In Analysis-Services, Many-to-Many is a feature enabling a fact (i.e. an input row) to contribute into multiple coordinate of a given column.

For instance, in a flatten GeographicalZone column (e.g. having flattened a hierarchical Region->Country->City), a single Paris fact would contribute into Paris, France and Europe.

This can be achieved in Adhoc with a Dispatchor.

A full example is visible in TestManyToManyAdhocQuery.

references:

Limitations

Visual filters

Sometimes, one wants to filter the visible members along some columns, without filtering the actual query. Typically, one may want to query the ratio France/Europe by filtering the France country, without restricting Europe to France-only. For now, this can not be easily done.

The underlying issue is that one mah have a column filtering Country-with_firstLetterIsForG. Assuming we have a measure returning currentCountry/Europe where currentCountry is the country on the Country column, if we filter Country-with_firstLetterIsForG=true in the query, should we show France/(France+Germany) or France/Europe?

Potential solutions/designs

  1. We may introduce a special groupBy, where we would express we groupBy country but only showing Country-with_firstLetterIsForG=true
  2. We may introduce a special filter, stating that Country-with_firstLetterIsForG=true is a Visual filter.

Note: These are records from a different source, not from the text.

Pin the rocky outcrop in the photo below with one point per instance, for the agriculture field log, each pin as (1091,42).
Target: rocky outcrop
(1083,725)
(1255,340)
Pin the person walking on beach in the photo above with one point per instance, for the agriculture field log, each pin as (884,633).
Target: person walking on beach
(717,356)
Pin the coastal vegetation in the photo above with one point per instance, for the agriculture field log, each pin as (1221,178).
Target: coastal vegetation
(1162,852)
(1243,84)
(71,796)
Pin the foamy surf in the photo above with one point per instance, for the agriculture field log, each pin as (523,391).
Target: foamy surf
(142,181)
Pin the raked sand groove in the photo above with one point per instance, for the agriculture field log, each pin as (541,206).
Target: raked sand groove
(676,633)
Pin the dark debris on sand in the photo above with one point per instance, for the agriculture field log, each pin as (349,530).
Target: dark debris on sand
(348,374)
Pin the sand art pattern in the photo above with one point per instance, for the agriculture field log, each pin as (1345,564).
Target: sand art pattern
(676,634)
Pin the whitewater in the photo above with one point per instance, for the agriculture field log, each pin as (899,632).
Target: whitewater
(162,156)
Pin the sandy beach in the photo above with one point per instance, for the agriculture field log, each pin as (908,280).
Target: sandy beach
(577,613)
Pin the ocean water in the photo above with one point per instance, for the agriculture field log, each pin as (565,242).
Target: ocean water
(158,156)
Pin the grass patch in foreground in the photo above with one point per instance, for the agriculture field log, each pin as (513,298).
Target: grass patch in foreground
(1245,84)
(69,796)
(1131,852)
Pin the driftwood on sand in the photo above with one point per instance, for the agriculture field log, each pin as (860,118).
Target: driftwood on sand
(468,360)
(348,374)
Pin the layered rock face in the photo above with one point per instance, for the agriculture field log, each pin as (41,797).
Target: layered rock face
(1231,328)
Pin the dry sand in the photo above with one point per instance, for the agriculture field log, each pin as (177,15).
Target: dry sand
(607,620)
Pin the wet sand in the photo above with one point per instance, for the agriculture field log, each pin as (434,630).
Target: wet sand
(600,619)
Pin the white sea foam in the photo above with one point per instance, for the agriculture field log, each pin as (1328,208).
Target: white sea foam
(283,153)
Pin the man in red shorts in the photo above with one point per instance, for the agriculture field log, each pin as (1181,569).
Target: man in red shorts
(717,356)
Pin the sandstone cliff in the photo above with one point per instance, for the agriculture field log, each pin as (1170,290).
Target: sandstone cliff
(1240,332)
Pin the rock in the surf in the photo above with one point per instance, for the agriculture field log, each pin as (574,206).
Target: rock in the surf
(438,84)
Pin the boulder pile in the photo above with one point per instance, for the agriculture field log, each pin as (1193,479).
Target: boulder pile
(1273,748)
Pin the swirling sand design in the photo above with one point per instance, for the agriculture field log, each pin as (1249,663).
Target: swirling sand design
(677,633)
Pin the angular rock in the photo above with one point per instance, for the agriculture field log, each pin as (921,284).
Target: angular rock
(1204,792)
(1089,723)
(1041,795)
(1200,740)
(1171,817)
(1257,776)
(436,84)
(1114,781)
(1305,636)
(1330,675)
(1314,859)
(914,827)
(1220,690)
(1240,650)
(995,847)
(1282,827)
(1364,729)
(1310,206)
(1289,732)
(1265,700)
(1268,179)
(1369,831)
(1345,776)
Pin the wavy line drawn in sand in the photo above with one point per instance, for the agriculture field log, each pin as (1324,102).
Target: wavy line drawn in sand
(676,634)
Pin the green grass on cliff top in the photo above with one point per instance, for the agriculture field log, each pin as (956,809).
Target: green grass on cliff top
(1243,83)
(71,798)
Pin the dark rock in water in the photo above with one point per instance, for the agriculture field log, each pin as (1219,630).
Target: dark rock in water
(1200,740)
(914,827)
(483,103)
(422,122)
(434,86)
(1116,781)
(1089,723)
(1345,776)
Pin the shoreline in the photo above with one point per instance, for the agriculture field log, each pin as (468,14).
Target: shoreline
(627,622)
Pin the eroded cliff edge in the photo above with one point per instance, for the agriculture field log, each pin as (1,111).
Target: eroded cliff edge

It resonates with https://learn.microsoft.com/en-us/sql/mdx/visualtotals-mdx?view=sql-server-ver16

Debug / Investigations

Typical errors with Adhoc are :

  • Issue referencing underlying Table columns
  • Unexpected data returned by underlying Table

Tools to investigate these issues are:

  • Enable debug in your query: AdhocQuery.builder()[...].debug(true).build()
  • Enable explain in your query: AdhocQuery.builder()[...].explain(true).build()

Debug vs Explain

Debug will enable various additional [DEBUG] logs with INFO logLevel. It may also conduct additional operations (like executing some sanity checks), or enforcing some ordering to facilitate some investigations. It may lead to very poor performances.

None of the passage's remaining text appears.